Arrays are the data structures to which Linked Lists are usually compared.
Normally linked lists are useful when you have to make a lot of modification to the list itself while arrays performs better than lists on direct element access.
Here's a list of operations that can be performed on lists and arrays, compared with the relative operation cost (n = list/array length):
- Adding an element:
- on lists you just need to allocate memory for the new element and redirecting pointers. O(1)
- on arrays you have to relocate the array. O(n)
- Removing an element
- on lists you just redirect pointers. O(1).
- on arrays you spend O(n) time to relocate the array if the element to remove is not the first or the last element of the array; otherwise you can simply relocate the pointer to the start of the array or decrease the array length
- Getting an element in a known position:
- on lists you have to walk the list from the first element to the element in the specific position. Worst case: O(n)
- on arrays you can access the element immediately. O(1)
This is a very low-level comparison of these two popular and basic data structures and you can see that lists performs better in situations where you have to make a lot of modifications to the list it self (removing or adding elements). On the other hand arrays performs better than lists when you have to access directly the elements of the array.
From the point of view of the memory allocation, lists are better because there's no need to have all the elements next to each others.
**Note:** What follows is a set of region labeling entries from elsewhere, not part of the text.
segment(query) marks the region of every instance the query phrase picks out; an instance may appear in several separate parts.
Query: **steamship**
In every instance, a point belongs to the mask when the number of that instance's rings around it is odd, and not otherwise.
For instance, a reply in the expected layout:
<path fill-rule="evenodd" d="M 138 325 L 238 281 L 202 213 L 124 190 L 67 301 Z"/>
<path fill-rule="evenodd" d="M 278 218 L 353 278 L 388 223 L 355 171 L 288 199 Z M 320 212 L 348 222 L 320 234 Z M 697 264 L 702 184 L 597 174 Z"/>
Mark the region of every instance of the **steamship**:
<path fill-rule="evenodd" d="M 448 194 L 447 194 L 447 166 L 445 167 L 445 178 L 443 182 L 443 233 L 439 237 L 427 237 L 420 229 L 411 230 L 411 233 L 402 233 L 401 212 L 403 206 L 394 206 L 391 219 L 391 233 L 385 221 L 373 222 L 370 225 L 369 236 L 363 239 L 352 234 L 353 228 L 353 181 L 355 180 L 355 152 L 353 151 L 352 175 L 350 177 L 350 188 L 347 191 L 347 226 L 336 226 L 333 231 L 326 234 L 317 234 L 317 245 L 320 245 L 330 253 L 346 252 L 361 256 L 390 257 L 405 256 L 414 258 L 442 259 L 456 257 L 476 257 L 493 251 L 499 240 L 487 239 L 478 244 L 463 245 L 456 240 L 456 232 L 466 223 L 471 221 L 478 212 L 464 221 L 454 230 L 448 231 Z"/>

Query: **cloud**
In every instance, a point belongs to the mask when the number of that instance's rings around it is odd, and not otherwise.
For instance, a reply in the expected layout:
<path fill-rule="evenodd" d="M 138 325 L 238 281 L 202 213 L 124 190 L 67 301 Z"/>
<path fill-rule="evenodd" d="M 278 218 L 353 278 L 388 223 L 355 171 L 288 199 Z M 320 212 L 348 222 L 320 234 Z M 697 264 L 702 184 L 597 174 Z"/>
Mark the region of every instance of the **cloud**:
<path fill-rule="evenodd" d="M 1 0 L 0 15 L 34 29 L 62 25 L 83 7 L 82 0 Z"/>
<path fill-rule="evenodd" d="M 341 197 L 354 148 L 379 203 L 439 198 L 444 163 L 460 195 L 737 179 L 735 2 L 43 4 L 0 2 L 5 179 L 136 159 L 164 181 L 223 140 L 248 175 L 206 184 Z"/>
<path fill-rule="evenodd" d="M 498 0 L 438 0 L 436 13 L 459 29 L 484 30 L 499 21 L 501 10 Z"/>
On the other hand there's the (little) overhead of storing the pointers to the next (or even to the previous) element.
Knowing these differences is important to developers to choose between lists and arrays in their implementations.
Note that this is a comparison of lists and arrays. There are good solutions to the problems here reported (eg: SkipLists, Dynamic Arrays, etc...). In this answer I've taken into account the basic data structure every programmer should know about.
They're useful when you need high-speed push, pop and rotate, and don't mind O(n) indexing.